5.4 Analyse van de subjectief rationele boodschap
Ook deze samoeraifilm communiceert een ethisch structurele verhouding tussen bepaalde componenten van de realiteit en bijgevolg kan er ook hier gesproken worden van een structurerende mythe. De normatieve ordening in “De Drie (Buitenwettelijke) Samoerais” is gecentreerd rond een basisconflict tussen arm en rijk. De subjectief rationele boodschap van dit filmwerk is het respecteren van de menselijke waardigheid ongeacht de economische verhoudingen tussen individuen. Hierbij is er geen sprake van een veroordeling van de financiële ongelijkheid, maar wel van de dehumanisering van de zwakkeren binnen deze economische machtsrelatie. Deze kernboodschap wordt dan ook expliciet verwoord door de ongemarkeerde Sakon Shiba in zijn eindconfrontatie met de magistraat wanneer hij zegt: “We zijn allemaal mensen, zowel de samoerais zonder dak boven hun hoofd als de dorpelingen.” De magistraat als representamen van het rijke segment van de samenleving wordt aldus door Shiba gestraft omwille van zijn gemarkeerde of cultureel verwerpelijke daden jegens de arme dorpsgemeenschap. Maar de magistraat wordt niet gedood op grond van de gedachte dat ook het armere segment van de maatschappij de menselijke waardigheid van de rijkere individuen moet respecteren. Wanneer Aya zich voor haar vader werpt, zegt ze dan ook: “Doodt me want ik ben uiteindelijk maar de dochter van de magistraat.” Dit humanistische wederzijdse respect tussen arm en rijk wordt duidelijk wanneer Shiba enkel de haardot van de magistraat afsnijdt teneinde zijn gemarkeerde daden alsnog te veroordelen en te bestraffen. Shiba zegt letterlijk: “Jouw haartooi zal jouw oneer voor iedereen duidelijk maken.” Reeds in het begin van de film is het respectvol behandelen van de gevangengenomen Aya ook de enige voorwaarde voor de hulp van Shiba aan de drie dorpelingen.
Wanneer deze catharsis
diachronisch wordt gekoppeld aan voorafgaande situaties in de film, kan een
optimisme met betrekking tot de verwezenlijking van
deze mutuele waardigheid duidelijk vastgesteld worden. Het is namelijk
Aya - als representamen van het
nageslacht/de toekomst van het rijkere segment - die
Shiba bevrijdt uit het kasteel van haar
vader en alzo de dehumanisering van het armere segment veroordeelt.

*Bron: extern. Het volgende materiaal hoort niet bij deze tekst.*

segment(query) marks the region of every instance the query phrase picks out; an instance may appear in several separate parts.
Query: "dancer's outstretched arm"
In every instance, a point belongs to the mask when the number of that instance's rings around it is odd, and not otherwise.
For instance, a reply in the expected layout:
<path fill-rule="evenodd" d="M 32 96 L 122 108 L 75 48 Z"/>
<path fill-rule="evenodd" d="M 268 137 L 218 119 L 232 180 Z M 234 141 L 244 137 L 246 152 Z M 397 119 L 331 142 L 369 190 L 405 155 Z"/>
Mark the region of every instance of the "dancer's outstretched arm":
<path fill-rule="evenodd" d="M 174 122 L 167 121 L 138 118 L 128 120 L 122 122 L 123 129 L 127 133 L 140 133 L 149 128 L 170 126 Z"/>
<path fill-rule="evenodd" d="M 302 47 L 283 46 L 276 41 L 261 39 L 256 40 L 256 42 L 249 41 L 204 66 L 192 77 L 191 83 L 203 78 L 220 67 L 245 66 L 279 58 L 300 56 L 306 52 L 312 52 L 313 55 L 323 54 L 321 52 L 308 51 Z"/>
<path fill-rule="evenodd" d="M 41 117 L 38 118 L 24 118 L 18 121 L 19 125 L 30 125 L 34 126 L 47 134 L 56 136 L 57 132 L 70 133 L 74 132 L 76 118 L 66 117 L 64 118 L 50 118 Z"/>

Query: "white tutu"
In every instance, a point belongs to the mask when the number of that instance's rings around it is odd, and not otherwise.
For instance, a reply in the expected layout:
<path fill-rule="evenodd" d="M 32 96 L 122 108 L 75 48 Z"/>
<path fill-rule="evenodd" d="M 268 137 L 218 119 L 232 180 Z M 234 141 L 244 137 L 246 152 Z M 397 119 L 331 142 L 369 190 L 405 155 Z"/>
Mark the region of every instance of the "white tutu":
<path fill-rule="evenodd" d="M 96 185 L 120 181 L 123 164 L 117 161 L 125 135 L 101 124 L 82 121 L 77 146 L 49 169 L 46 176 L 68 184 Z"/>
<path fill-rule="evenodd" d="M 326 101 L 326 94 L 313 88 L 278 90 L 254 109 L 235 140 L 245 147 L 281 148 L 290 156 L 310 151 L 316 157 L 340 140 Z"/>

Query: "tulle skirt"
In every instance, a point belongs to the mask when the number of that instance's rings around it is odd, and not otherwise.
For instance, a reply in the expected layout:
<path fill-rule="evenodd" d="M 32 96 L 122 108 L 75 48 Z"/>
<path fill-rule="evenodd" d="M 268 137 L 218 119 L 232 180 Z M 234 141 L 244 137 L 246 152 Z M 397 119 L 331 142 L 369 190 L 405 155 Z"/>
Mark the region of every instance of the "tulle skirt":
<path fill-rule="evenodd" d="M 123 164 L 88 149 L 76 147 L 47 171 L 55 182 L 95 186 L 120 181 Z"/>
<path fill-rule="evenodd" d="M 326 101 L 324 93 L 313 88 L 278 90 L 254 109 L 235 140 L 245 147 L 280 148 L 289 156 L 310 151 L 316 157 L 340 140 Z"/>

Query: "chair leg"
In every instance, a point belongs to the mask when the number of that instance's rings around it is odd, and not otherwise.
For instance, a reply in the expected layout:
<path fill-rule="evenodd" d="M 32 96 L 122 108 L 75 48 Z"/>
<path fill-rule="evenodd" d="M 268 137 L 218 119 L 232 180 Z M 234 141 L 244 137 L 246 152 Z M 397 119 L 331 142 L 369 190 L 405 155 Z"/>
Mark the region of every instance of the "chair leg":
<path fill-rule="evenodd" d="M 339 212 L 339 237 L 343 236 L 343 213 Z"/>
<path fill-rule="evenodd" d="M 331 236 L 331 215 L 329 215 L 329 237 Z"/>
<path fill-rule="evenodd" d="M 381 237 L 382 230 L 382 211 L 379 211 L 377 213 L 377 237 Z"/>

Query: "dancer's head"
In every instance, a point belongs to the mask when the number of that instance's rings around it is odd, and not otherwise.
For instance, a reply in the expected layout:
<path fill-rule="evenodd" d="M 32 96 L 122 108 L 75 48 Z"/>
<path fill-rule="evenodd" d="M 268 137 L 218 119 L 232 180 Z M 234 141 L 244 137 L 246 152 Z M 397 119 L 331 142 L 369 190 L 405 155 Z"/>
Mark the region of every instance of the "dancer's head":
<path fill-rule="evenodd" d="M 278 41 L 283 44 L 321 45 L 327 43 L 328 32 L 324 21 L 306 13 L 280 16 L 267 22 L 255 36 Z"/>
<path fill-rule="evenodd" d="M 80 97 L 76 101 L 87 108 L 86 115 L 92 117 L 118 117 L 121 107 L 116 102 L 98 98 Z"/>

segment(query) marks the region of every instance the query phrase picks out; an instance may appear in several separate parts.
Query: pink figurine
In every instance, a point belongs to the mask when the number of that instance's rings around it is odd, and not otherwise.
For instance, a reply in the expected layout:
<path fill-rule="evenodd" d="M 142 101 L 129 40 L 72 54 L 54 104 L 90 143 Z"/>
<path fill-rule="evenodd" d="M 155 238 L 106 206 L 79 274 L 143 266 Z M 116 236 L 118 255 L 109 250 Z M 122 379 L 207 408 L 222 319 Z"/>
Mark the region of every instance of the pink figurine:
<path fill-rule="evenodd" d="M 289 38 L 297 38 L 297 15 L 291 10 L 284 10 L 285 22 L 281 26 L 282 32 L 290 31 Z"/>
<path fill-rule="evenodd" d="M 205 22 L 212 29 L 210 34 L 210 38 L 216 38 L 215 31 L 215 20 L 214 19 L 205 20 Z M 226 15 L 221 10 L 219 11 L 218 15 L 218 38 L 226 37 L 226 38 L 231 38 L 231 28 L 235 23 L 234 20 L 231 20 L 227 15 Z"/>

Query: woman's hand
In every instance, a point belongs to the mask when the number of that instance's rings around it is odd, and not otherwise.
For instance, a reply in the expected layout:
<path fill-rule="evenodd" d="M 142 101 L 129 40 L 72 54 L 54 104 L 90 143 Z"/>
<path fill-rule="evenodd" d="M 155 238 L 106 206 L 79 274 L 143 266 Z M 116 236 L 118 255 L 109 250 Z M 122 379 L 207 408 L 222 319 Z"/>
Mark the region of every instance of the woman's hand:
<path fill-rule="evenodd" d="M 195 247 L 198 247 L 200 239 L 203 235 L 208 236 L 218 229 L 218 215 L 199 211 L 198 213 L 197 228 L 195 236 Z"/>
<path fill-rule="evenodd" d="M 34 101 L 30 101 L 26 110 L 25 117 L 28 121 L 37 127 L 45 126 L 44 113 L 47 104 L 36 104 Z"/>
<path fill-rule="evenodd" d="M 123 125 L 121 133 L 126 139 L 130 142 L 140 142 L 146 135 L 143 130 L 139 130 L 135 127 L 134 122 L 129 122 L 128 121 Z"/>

Zij
antwoordt: “Ik weet het niet waarom ik jou (Shiba)
help, maar mijn ogen zijn geopend en niemand, zelfs mijn vader kan dat
veranderen.” wanneer Shiba haar vraagt:
“Waarom help je mij en ga je in tegen jouw vader?” En dit gebeurt net na de
foltering van Shiba en de gruwelijke
moord op de drie dorpelingen door de huurlingen waardoor zij in een binaire
oppositie met haar vader - de vorige generatie - komt te staan. De reden voor
het “openen van haar ogen” kan zeer duidelijk gesitueerd worden in de beginfase
van het verhaal. Gedurende haar gijzeling weigert
Aya de afgrijselijke gierst op te eten die de dorpelingen haar
serveren en Shiba wijst er haar op dat
de dorpelingen zelfs niet voldoende gierst hebben om te overleven. Dit wordt
duidelijk wanneer de drie gijzelaars als bezetenen smullen van de door
Aya geweigerde portie.
De armoede van de dorpelingen wordt duidelijk diakritisch gecontrasteerd met het
voorafgaande statement van Kyojuro als
gevangene van de magistraat: “Hou me nog een tijdje gevangen. Hier heb ik
tenminste een dak boven mijn hoofd … en kan ik genieten van de enorme reserve
rijst die het kasteel rijk is.”
Voorts wordt er eveneens een pleidooi gehouden tegen de berusting en voor het verzet door het arme segment tegen hun onderdrukking. Deze emancipatiestrijd wordt in eerste instantie gerepresenteerd door de drie dorpelingen; Jimbei, Gosaku en Yobachi, die stellen: “Wij zijn bereid te sterven om ons lijden duidelijk te maken aan de clan.” In tweede instantie door Oyasu de dochter van Gosaku die zelfmoord pleegt om de drie dorpelingen te helpen bij hun verzet. Maar wanneer ook de drie dorpelingen sterven, geschiedt een ommekeer en wordt de pragmatische berusting door de rest van de dorpelingen diakritisch tegengesteld aan de rebellie van de twee vorige entiteiten. Aldus is er sprake van een pessimisme aangaande de kracht van het armere segment om zich te verzetten. Op het einde van de film slaagt Shiba er namelijk niet in om de overgebleven dorpelingen ertoe aan te zetten hun verzoekschrift aan de daimyo af te geven. De stoet van de paraderende troepen van de daimyo staat in deze context voor de macht van het rijkere segment en de neerbuigende dorpelingen aan de zijde van de weg voor de berusting van het armere segment binnen de maatschappij. Shiba zegt: “Zijn jullie bang om te sterven? En Jinbei dan?” en ontgoocheld, gooit hij het verzoekschrift dat de ziel van de dorpelingen vertegenwoordigt, op de grond. Deze oproep tot verzet beperkt zich duidelijk tot het onrecht dat door andere mensen wordt veroorzaakt aangezien er ook een zekere mate van levensfatalisme via de samoeraifiguren wordt overgebracht.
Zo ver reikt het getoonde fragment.